Сейчас, во время, когда мир медленно тонет, когда подступающий озлобленный океан жадно глотает сушу километр за километром, пытаясь догнать и уничтожить проворно отступающих муравьишек-людишек, от холма осталось немного.
Над водой возвышалось метров двадцать вершины. Может чуть больше. Может чуть меньше. Это мне похрен, а тем невольным почти робинзонам, что пытаются тут выжить, это очень даже важно — они готовы целовать каждый оставшийся грамм плодородной почвы. Подобных относительно недавно возникших островков поднимающихся над затопленной и некогда богатой холмистой долины ровно семнадцать. Это настоящие острова. А есть и понтонные, состоящие из ржавых цистерн и огромного количества сетчатых мешков заполненных тысячами наполненных воздухом пластиковых бутылок. Конструкция у них примерно одна и та же — плавучая основа стянута сетками и тонкими тросами, сверху постлано немалое количество слоев пластиковых же полотнищ и тонкой жести. По периметру надставлены примерной метровой высоты борта. Получившийся бассейн заполнен еще могущей плодоносить почвой и густо усажен растениями. Климат здесь тропический, урожай собирается круглый год. Штормов в этой окруженной хребтами и горами долине не бывает. Частично эти острова закрыты навесами — не все растения любят прямой солнечный свет. На этих навесах и на привязанных к основному мелких островках и лодках живет население подобного плавучего «рая». Вода здесь солоноватая, растениям не подходит, но спасаются опреснители, а солнечные батареи дарят энергию стареньким моторам, что таскают эти убожища по всей долине — ведь нельзя же сожрать все выращенное. Часть урожая надо выменять на что-то полезное. Именно выменять — деньги здесь давно не в ходу.
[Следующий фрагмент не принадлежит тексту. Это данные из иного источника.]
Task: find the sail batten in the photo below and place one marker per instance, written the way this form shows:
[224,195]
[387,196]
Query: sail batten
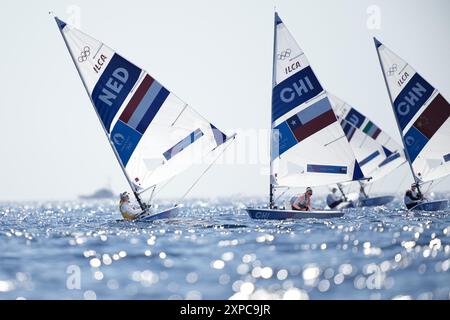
[422,115]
Натуральный обмен рулит, а курс арахиса к баклажанам зависит исключительно от голосовых данных и сил убеждения торгующихся.
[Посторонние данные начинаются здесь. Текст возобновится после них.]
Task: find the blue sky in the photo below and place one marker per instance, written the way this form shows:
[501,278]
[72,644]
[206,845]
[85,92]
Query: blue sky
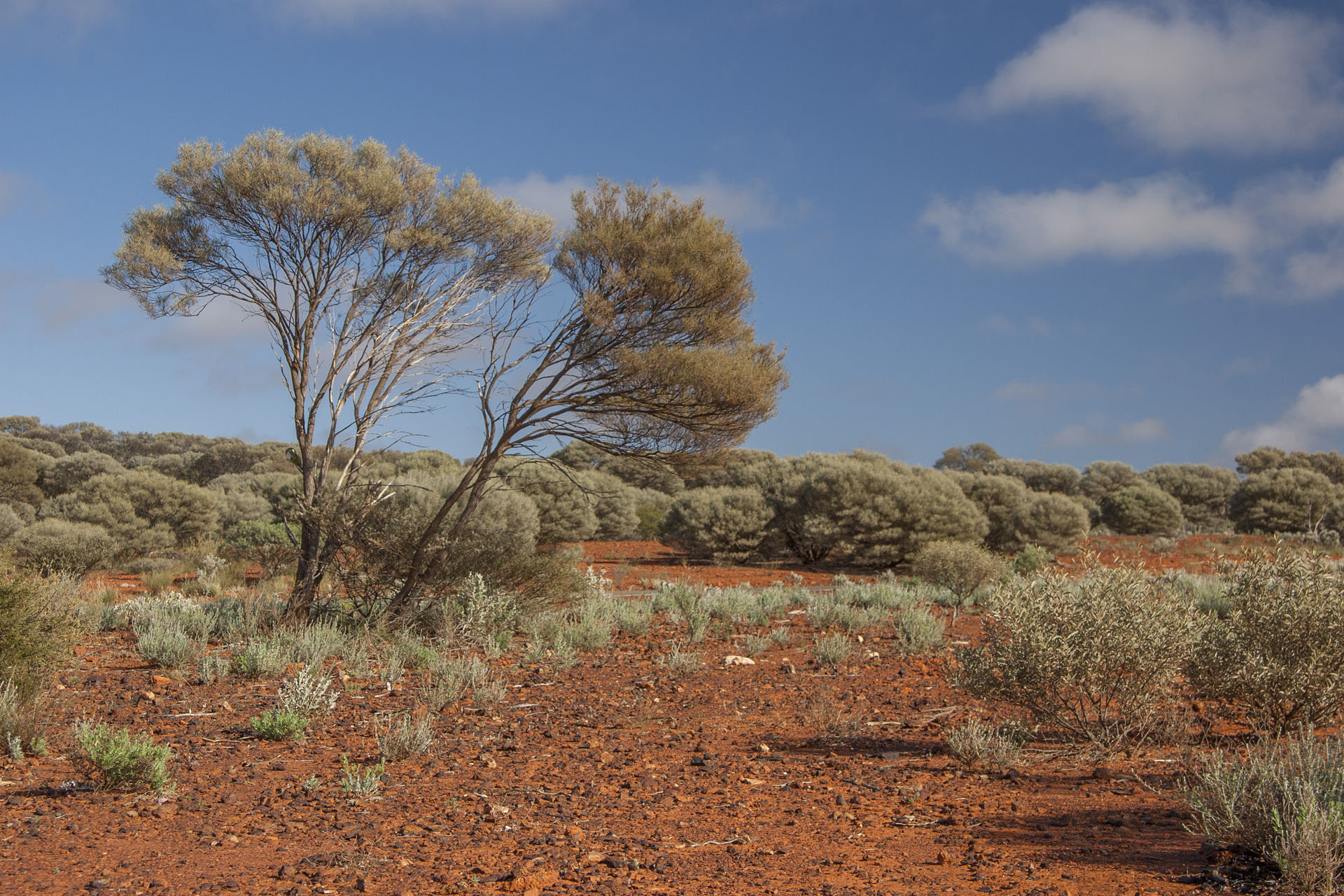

Изредка с материка прибывают старые катера, что в обмен на свежие продукты всегда готовы предложить кое-какие лекарства и одежду, запчасти к опреснителям и двигателям. Они же скупают рыбу — эти генномодифицированные твари водятся в огромных плавучих сетчатых загонах, что медленно двигаются по здешним водам, позволяя водорослям, насекомым и прочей съедобной хрени самой заплывать в пасти быстро жиреющих всеядных тварей.
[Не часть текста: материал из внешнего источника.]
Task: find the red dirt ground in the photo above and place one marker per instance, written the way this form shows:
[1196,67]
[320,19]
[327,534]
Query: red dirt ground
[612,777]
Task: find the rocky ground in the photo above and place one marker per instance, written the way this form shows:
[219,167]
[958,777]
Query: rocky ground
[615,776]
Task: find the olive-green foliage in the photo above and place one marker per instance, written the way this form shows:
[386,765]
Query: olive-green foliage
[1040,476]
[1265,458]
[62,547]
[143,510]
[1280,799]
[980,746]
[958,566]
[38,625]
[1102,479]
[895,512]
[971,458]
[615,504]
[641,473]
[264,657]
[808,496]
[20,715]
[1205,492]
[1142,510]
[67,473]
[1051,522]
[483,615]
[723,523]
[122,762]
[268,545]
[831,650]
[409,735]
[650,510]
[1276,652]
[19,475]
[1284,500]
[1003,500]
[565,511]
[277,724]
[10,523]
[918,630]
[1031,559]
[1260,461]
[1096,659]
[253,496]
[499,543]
На островах настоящих — та же ситуация, хотя здесь считается, что жить на настоящей суше уже невыгодно. Пусть рост уровня воды замедлился и теперь океан наступает лишь по паре сантиметров в год, все равно рано или поздно холм утонет. Где будут жить внуки? Поэтому жители земляных куч старательно собирают всякий годных хлам, чтобы однажды соорудить понтонный остров, мешками перетаскать на него родную землицу и пуститься в вечный круговой заплыв. А почему нет? Живут же соседи так!
И правда — живут. Причем по меркам здешних обитателей они живут неплохо. Они готовы так жить вечно. Готовы рожать в этих условиях детей. Готовы здесь умирать и уходить рыбе на корм — предварительно посетив их ритуальную мясорубку, конечно. Разве не вышибает трогательную слезу созерцание того, как помершую бабулю живенько так перемалывает в фарш здоровенная мясокрошилка, чтобы красным дождем пролить останки в бурлящую от перевозбужденных рыбину воду садка? Это ведь так мило… настоящий круговорот жизни…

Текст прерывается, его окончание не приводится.